Unnamed: 0,id,lead_role,director,adult,belongs_to_collection,budget,genres,original_language,popularity,production_companies,production_countries,release_date,revenue,runtime,spoken_languages,status,title,vote_average,vote_count
0,862,Tom Hanks,John Lasseter,False,Toy Story Collection,30000000,"[{'id': 16, 'name': 'Animation'}, {'id': 35, '...",en,21.946943,"[{'name': 'Pixar Animation Studios', 'id': 3}]","[{'iso_3166_1': 'US', 'name': 'United States o...",1995-10-30,373554033.0,81.0,"[{'iso_639_1': 'en', 'name': 'English'}]",Released,Toy Story,7.7,5415.0
1,8844,Robin Williams,Joe Johnston,False,no collection,65000000,"[{'id': 12, 'name': 'Adventure'}, {'id': 14, '...",en,17.015539,"[{'name': 'TriStar Pictures', 'id': 559}, {'na...","[{'iso_3166_1': 'US', 'name': 'United States o...",1995-12-15,262797249.0,104.0,"[{'iso_639_1': 'en', 'name': 'English'}, {'iso...",Released,Jumanji,6.9,2413.0
2,15602,Walter Matthau,Howard Deutch,False,Grumpy Old Men Collection,0,"[{'id': 10749, 'name': 'Romance'}, {'id': 35, ...",en,11.7129,"[{'name': 'Warner Bros.', 'id': 6194}, {'name'...","[{'iso_3166_1': 'US', 'name': 'United States o...",1995-12-22,0.0,101.0,"[{'iso_639_1': 'en', 'name': 'English'}]",Released,Grumpier Old Men,6.5,92.0
3,31357,Whitney Houston,Forest Whitaker,False,no collection,16000000,"[{'id': 35, 'name': 'Comedy'}, {'id': 18, 'nam...",en,3.859495,[{'name': 'Twentieth Century Fox Film Corporat...,"[{'iso_3166_1': 'US', 'name': 'United States o...",1995-12-22,81452156.0,127.0,"[{'iso_639_1': 'en', 'name': 'English'}]",Released,Waiting to Exhale,6.1,34.0
4,11862,Steve Martin,Elliot Davis,False,Father of the Bride Collection,0,"[{'id': 35, 'name': 'Comedy'}]",en,8.387519,"[{'name': 'Sandollar Productions', 'id': 5842}...","[{'iso_3166_1': 'US', 'name': 'United States o...",1995-02-10,76578911.0,106.0,"[{'iso_639_1': 'en', 'name': 'English'}]",Released,Father of the Bride Part II,5.7,173.0


### Removing the unnecessary charecters in `production_companies` and selecting only one major company if there are multiple.

In [180]:
production_companies = []
for ind in main_df.index:
    try:
        if str(main_df['production_companies'][ind]) != '' or str(main_df['production_companies'][ind]) != '[]':
            words = str(main_df['production_companies'][ind]).split(',')[0]
            word = str(words).split(':')[1]
            name = str(word[2: -1])
            production_companies.append(name)
        else:
            production_companies.append('not specified')
    except IndexError:
        production_companies.append('not specified')
        
main_df['production_companies'] = pd.Series(production_companies)

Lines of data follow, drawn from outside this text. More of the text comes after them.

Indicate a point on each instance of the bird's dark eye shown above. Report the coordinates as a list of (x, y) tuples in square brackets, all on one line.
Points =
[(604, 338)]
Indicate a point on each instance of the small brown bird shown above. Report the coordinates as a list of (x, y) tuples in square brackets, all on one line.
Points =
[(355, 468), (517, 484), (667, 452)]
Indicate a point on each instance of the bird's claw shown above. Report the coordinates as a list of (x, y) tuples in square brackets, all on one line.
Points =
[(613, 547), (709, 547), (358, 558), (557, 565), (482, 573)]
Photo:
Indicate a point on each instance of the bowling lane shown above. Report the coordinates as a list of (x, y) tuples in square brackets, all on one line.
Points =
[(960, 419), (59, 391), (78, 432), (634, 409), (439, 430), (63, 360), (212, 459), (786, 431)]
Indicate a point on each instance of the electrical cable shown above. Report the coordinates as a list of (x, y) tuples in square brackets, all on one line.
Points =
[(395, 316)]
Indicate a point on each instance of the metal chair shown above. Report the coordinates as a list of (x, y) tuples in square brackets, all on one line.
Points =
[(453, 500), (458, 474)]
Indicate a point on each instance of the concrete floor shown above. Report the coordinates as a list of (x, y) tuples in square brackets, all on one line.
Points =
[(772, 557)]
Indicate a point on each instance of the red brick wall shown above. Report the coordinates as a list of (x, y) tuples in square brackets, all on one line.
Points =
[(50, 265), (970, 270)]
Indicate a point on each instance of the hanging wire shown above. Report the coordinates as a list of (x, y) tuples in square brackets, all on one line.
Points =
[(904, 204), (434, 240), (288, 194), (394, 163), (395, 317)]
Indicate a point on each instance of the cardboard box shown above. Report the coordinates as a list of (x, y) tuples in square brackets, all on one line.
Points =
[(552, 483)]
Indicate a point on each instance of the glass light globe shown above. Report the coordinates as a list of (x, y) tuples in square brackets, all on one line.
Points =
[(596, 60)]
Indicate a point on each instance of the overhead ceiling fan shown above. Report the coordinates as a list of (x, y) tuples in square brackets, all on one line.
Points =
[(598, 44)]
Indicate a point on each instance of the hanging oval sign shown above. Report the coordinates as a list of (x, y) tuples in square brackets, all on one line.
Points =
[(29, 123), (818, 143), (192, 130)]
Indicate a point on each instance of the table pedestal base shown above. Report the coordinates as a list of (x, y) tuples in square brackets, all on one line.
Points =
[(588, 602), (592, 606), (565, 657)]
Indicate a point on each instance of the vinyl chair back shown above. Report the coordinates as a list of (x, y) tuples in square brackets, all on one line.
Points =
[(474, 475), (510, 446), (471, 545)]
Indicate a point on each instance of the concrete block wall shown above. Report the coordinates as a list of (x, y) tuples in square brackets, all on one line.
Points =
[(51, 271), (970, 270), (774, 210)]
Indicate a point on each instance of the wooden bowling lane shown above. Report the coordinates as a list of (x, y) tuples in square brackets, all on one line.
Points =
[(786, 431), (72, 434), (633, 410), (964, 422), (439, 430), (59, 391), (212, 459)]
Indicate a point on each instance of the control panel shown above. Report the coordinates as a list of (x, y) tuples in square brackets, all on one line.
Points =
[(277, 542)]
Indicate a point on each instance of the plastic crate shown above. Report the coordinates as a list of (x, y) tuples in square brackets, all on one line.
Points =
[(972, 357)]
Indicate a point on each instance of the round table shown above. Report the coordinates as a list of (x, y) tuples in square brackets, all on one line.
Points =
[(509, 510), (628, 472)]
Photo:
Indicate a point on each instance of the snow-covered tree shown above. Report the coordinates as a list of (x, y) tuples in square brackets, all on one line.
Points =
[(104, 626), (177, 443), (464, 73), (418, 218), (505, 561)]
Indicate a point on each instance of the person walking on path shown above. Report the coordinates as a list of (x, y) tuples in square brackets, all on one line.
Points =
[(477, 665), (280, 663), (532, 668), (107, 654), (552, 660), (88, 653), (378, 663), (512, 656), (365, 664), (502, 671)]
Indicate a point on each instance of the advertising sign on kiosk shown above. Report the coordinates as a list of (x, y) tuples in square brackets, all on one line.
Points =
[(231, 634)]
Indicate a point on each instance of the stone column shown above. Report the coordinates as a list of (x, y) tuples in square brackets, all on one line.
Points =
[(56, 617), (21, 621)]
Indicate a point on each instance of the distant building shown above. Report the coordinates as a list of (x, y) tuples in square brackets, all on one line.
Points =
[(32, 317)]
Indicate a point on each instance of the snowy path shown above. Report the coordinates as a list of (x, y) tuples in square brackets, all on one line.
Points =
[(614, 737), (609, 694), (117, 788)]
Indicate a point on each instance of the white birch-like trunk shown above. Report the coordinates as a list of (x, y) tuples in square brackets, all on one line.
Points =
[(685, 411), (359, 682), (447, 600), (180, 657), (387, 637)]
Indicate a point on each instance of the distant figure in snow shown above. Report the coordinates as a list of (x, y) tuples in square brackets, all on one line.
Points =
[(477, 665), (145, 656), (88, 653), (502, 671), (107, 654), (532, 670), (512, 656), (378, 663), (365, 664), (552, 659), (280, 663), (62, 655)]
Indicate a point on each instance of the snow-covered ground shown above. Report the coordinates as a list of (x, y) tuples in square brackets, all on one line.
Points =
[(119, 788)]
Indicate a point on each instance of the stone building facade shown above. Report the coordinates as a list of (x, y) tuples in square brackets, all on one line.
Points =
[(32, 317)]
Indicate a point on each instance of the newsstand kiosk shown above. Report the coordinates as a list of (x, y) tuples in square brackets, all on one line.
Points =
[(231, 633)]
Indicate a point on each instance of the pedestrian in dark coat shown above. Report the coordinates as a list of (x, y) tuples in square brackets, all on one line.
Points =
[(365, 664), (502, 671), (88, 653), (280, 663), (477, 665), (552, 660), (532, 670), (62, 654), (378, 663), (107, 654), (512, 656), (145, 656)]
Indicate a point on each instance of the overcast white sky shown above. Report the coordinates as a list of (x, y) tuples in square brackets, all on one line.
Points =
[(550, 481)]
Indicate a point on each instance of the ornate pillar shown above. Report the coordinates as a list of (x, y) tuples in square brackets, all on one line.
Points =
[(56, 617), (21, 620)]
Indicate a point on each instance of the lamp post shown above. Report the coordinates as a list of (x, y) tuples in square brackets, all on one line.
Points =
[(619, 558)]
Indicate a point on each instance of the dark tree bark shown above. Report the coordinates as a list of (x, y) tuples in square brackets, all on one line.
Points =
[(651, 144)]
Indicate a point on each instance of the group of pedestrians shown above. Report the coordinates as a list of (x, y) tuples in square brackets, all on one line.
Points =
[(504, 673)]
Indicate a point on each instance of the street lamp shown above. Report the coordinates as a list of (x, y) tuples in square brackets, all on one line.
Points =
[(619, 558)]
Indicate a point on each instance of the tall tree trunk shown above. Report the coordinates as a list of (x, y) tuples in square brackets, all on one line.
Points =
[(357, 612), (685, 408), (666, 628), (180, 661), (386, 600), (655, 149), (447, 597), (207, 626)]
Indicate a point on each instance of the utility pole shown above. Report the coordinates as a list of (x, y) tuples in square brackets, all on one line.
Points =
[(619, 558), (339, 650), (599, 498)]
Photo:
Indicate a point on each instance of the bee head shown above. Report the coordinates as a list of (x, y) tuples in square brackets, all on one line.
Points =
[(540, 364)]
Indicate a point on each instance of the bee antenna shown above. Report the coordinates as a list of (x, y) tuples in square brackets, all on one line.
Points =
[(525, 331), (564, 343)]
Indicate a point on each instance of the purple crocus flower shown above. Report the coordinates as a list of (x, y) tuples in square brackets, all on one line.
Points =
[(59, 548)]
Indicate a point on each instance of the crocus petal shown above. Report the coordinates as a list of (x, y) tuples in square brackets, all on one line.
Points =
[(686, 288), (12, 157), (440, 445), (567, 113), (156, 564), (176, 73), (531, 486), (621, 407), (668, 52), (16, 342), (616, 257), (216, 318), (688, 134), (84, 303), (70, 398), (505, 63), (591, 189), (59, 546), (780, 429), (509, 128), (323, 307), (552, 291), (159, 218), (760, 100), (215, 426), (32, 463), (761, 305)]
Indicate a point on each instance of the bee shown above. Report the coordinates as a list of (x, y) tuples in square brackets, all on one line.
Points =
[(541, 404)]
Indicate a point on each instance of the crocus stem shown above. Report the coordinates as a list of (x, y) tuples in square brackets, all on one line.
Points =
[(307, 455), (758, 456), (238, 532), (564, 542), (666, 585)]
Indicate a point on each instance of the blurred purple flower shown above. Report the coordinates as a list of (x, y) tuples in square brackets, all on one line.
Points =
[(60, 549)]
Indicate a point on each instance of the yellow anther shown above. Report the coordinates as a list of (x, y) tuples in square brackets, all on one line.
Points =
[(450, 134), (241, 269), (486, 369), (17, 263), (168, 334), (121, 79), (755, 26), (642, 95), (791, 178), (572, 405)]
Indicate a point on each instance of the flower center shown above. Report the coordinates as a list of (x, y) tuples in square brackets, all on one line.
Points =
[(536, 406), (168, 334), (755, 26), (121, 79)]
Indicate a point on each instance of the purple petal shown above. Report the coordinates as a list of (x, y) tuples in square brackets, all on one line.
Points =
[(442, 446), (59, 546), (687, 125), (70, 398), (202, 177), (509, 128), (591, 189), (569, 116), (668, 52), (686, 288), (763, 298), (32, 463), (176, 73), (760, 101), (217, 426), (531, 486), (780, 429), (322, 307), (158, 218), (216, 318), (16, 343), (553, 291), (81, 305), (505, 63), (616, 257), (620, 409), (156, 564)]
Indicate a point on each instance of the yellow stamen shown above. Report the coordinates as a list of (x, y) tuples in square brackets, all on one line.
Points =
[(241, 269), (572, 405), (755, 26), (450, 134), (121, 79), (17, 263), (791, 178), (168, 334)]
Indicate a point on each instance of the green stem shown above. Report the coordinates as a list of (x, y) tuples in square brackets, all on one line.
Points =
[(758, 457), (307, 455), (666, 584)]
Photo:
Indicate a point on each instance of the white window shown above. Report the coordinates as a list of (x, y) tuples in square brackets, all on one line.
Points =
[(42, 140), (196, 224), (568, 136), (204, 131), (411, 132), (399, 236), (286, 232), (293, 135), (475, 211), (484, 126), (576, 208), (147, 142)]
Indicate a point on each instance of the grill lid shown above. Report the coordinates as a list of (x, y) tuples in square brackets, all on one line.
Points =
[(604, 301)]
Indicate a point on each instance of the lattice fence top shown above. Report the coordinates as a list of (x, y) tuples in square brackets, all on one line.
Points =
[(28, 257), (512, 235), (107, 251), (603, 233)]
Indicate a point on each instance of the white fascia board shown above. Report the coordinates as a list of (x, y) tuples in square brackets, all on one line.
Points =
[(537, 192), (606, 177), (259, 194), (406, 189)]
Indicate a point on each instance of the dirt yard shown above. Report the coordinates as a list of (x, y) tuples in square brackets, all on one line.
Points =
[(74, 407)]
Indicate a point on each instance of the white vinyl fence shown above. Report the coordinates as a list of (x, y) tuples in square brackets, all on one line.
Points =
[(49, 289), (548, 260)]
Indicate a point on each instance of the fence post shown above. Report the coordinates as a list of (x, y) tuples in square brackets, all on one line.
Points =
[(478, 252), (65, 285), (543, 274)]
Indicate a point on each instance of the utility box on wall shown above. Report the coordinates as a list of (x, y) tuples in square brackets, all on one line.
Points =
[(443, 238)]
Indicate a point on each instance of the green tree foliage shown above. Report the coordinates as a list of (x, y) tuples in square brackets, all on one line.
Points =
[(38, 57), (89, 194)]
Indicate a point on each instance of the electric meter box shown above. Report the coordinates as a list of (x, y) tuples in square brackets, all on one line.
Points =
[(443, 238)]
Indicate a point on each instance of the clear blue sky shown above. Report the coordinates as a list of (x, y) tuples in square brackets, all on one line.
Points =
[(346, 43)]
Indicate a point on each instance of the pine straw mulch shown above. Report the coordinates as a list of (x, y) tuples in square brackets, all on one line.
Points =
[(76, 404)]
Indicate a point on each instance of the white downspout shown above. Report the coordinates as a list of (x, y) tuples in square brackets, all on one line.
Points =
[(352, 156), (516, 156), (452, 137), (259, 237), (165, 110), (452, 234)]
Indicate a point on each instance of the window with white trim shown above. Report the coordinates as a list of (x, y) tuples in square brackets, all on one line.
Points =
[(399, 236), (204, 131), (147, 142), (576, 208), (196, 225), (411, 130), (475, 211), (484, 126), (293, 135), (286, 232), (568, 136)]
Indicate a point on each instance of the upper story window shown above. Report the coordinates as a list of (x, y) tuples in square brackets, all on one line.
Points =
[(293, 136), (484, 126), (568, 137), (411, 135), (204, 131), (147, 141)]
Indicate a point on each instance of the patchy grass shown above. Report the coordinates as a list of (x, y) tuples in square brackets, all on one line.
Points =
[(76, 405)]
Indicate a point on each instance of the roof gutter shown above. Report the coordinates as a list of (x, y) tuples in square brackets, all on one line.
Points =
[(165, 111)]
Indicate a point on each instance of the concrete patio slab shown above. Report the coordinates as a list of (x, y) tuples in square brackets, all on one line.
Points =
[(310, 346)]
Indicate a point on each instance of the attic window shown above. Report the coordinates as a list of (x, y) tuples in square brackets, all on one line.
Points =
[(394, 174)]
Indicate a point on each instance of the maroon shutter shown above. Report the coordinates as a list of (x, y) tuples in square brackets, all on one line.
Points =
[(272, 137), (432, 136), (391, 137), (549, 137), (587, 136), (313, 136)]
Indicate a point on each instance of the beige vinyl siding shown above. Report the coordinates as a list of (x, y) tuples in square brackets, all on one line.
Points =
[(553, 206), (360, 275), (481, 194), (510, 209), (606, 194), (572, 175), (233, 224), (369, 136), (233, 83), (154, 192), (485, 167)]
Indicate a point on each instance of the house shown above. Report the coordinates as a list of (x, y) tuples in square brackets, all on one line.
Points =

### Removing the unnecessary charecters in `production_countries` and selecting only one major country if there are multiple.

In [181]:
production_countries = []
for ind in main_df.index:
    try:
        if str(main_df['production_countries'][ind]) != '' or str(main_df['production_countries'][ind]) != '[]':
            words = str(main_df['production_countries'][ind]).split(',')[1]
            word = str(words).split(':')[1]
            word_1 = str(word).split('}')[0]
            name = str(word_1[2: -1])
            production_countries.append(name)
        else:
            production_countries.append('not specified')
    except IndexError:
        production_countries.append('not specified')
        
main_df['production_countries'] = pd.Series(production_countries)

### Still have to change `genre` and `spoken languages` as they play an important role and there are multiple values to be considered.